Now and later – Saving for college and retirement doesn’t have to be an either-or situation, but retirement should be a priority. Ideally, families will strike a balance that works for them, but while there are quite a few options to fund education, borrowing for retirement isn’t an option. Sacrificing saving for later years could be detrimental to your future quality of life.
With a little help from my friends – Relatives and friends contributed an average of $548 toward tuition in the 2021-22 academic year.1 While this is certainly helpful, a similar contribution to a 529 plan when a child is young could grow to substantially more through compounding. Investment returns are not guaranteed, and you could lose money by investing in a 529 plan. Many 529 accounts even provide a gifting link that can be easily shared.
Wiggle room – Today’s 529 savings accounts are more flexible than ever. Qualified tuition expenses include not only colleges and universities, but also two-year colleges, trade and vocational schools, apprenticeship programs,2 and private or religious K-12 programs.3
A full 180 – If your student has a change of heart and decides to forego higher-ed altogether, 529 account holders are not completely out of luck. 529 plans never “expire,” beneficiaries can be changed, and funds can be rolled over to relatives of the beneficiary or saved for future grandchildren.

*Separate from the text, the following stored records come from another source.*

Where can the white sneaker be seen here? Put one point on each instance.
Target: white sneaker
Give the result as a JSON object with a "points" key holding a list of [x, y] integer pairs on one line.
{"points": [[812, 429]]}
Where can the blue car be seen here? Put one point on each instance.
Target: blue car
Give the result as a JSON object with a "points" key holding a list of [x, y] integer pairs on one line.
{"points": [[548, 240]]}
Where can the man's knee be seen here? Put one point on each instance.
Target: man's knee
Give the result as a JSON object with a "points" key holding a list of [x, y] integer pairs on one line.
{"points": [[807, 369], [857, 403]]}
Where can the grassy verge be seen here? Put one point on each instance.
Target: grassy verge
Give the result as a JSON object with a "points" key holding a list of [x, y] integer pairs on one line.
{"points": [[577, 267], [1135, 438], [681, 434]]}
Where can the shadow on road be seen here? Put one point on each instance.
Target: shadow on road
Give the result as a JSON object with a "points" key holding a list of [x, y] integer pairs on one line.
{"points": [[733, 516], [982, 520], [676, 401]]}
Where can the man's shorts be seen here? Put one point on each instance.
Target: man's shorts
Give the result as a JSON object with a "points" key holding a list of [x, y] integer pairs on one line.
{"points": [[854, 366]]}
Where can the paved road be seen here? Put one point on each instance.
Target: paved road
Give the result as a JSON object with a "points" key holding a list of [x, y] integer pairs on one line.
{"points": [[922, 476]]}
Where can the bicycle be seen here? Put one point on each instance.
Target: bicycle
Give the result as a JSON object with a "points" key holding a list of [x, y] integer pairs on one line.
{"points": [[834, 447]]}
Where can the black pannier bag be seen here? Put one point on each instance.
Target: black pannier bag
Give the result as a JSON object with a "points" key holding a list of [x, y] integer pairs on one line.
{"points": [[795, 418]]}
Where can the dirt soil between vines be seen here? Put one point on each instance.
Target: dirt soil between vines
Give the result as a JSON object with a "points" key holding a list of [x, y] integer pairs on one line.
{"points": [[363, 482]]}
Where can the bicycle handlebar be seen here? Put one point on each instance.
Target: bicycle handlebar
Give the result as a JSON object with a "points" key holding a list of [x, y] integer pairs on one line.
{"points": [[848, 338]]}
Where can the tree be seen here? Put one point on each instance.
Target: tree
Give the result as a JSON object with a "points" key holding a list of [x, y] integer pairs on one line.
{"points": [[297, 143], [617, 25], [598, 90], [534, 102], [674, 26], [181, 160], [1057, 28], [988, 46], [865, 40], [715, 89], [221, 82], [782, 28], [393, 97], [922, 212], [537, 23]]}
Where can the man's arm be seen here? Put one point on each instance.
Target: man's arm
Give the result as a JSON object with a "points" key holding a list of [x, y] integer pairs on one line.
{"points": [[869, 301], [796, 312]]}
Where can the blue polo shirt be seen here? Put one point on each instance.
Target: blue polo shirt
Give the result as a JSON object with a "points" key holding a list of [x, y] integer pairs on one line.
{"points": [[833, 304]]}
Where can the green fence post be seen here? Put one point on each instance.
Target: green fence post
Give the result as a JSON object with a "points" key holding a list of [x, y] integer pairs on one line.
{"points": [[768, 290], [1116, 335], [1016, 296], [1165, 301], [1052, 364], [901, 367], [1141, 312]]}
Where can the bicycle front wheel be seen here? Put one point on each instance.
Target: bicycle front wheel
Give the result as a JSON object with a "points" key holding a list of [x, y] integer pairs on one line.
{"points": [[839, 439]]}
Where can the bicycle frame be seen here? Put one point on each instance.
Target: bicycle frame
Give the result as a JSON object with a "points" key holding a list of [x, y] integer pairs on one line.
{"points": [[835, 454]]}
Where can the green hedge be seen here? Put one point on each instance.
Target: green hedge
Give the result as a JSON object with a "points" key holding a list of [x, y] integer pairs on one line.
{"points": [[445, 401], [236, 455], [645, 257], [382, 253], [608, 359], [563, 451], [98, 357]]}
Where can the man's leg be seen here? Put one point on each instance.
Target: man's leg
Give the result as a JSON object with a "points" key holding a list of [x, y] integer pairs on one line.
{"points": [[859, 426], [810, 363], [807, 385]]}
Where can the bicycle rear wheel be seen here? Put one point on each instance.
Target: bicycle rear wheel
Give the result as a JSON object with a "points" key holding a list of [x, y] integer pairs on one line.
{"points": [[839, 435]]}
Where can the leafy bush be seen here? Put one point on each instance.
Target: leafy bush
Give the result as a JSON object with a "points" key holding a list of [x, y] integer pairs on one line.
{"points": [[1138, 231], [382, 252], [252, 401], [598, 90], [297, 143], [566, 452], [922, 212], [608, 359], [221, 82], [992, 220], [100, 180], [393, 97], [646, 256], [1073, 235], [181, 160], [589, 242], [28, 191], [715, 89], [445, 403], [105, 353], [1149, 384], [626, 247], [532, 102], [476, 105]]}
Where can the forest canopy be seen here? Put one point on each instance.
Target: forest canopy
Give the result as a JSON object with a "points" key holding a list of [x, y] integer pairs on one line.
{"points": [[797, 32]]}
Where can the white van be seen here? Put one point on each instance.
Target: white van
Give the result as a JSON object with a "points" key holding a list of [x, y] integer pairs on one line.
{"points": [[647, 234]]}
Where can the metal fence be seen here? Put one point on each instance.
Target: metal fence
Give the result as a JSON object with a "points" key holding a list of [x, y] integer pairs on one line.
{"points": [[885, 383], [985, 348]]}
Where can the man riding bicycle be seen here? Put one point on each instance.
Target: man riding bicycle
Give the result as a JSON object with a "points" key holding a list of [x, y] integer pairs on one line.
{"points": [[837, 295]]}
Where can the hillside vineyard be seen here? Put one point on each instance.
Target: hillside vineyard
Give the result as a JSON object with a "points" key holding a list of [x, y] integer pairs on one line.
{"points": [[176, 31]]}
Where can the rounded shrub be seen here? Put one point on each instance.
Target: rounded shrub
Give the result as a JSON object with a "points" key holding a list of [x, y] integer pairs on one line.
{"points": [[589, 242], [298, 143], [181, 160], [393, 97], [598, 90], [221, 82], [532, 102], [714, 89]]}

More ways to save – There are additional strategies that can help reduce borrowing costs. For example, earning college credits through AP classes in high school, completing general-education classes at a local community college, and taking advantage of federal student aid through the Free Application for Federal Student Aid (FAFSA) (FIGURE 2).
Not all aid is created equal – There are four main types of financial aid: grants, scholarships, work-study programs, and loans. Grants and scholarships are essentially free money that doesn’t have to be repaid. Grants are need-based, and students are automatically considered when they submit their FAFSA. Scholarships are merit-based, and students have to apply for them on an individual basis. Federal work-study programs are need-based part-time employment opportunities awarded through the FAFSA.
Are we there yet? – Once a student heads off to school, there are still benefits to contributing to a 529 account. Tucking away a little extra money to help pay for those years of school allows savers to take advantage of potential short-term growth, and withdrawals to cover qualified education costs are still tax-free.4
Game of loans – For borrowers, repayment won’t begin until six months after graduation or after dropping below half-time enrollment; funds in a 529 plan can be used to repay up to $10,000 of qualified student loans.5 To help further whittle away at their balance, grads may want to consider making additional payments, setting up automatic payments, or refinancing. In addition, most federal-loan providers offer income-driven repayment plans, some employers offer student-loan assistance benefits, and loan-forgiveness programs may apply to certain occupations.